Abstract Background: Non-alcoholic fatty liver disease (NAFLD) is rapidly turning into the most common liver disorder worldwide. One of the strategies that has been shown to effectively improve NAFLD is regular exercise, which seems to lower steatosis partly independent of weight loss. However, limited data are available about the mechanisms involved. The aim of the present study was to identify the mechanisms underlying the effect of regular exercise on liver steatosis. Methods: Non-obese male mice were rendered steatotic by feeding a sucrose-enriched choline-deficient diet. They were then subjected to daily treadmill running for three weeks, whereas the control mice remained sedentary. Results: Compared to the untrained mice, trained mice showed similar adipose tissue mass but had significantly reduced size of lipid droplets in the liver coupled with a reduction in liver triglyceride content (~30 %, P <0.05).
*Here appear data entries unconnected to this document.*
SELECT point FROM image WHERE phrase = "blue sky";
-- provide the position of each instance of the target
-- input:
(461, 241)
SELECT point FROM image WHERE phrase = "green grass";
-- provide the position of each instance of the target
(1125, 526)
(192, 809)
Levels of various plasma lipid parameters and plasma glucose were similar between the trained and untrained mice, whereas levels of hepatic glycogen were significantly higher in the trained mice. Hepatic triglyceride secretion rate and de novo lipogenesis were unchanged between the two sets of mice, as were indicators of lipolysis and autophagy. Finally, whole genome expression profiling indicated a mild stimulatory effect of exercise training on PPARα-mediated regulation of oxidative metabolism, including fatty acid oxidation. Conclusions: Taken together, our study suggests that the lowering of hepatic steatosis by repeated exercise is likely due to activation of fuel oxidation pathways in liver.